The head of Bosnia and Herzegovina's Islamic community, Husein Kavazovic, on Tuesday called on Croatia and Serbia not to ignore the role of his country and take it into account when advocating or conducting processes that should lead to regional reconciliation and lasting normalisation of relations.
In a statement for the media, Kavazovic said that he was following the “Serbo-Croat reconciliation initiative”, without explaining what exactly he was referring to, but adding that he supports positive talks even though he believes that they are meaningless without Bosnia and Herzegovina.
Kavazovic stressed that it was Bosniaks who paid the biggest price in the 1990s wars, noting that “during the four years of aggression,” both Croatia and Serbia, “often through joint efforts, tried to carve up Bosnia and Herzegovina and join its ethnically cleansed areas to their own national states.”

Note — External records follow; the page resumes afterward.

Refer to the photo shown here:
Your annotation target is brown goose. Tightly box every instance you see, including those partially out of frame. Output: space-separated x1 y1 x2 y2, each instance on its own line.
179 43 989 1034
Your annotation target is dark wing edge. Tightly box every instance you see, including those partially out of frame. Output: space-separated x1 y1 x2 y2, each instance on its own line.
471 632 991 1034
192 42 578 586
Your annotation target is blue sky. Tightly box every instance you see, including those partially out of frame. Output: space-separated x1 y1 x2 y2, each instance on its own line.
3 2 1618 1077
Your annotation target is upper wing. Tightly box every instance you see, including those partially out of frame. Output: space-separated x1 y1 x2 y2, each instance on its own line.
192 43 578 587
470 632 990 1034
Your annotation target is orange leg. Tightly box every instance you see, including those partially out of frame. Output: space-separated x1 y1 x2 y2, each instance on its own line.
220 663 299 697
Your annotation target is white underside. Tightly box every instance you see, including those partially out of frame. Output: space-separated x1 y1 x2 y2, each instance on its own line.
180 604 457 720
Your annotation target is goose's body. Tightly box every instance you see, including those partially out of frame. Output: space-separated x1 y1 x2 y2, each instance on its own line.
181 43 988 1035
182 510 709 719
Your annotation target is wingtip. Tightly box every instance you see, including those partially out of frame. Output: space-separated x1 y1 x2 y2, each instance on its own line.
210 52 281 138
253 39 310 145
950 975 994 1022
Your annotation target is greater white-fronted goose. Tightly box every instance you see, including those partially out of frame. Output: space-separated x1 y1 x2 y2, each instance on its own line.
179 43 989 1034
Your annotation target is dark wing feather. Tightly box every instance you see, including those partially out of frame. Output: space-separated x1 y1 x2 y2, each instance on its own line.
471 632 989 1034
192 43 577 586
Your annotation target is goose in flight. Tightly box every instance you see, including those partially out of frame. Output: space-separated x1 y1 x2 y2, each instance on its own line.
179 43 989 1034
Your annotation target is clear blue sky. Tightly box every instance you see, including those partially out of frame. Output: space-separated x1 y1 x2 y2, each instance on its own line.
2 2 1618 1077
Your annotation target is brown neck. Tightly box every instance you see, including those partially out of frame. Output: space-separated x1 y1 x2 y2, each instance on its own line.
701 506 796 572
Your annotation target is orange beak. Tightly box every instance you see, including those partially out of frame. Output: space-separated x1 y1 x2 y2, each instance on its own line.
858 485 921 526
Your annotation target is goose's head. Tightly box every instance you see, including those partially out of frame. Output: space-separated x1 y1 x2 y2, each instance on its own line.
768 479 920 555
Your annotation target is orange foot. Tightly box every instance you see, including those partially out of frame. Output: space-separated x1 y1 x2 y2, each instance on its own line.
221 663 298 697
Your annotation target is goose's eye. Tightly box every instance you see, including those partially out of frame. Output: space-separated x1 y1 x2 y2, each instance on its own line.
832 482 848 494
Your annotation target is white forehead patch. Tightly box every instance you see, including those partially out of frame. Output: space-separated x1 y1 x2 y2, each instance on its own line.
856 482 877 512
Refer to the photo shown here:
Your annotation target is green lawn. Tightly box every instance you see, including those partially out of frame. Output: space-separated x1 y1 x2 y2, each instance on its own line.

Kavazovic said that he was nevertheless glad that 25 years after those events “voices of reconciliation are coming from Belgrade and Zagreb.”
“We welcome such initial steps, believing in a brighter future in this region. We hope that all peoples, as well as political and religious leaders in the Balkans, are mature enough to turn a new page in the history of our peoples. We also welcome the fact that the first voices of reconciliation are coming from Serbia and Croatia, as the two biggest former Yugoslav countries and the two most responsible ones for what happened in the 1990s, especially in Bosnia and Herzegovina,” said the dignitary.
He added that reconciliation would not be possible if it was not sincere and if it excluded Bosnia and Herzegovina and its leaders, as well as if it was not based on principles of truth and justice and on identifying evil and its perpetrators.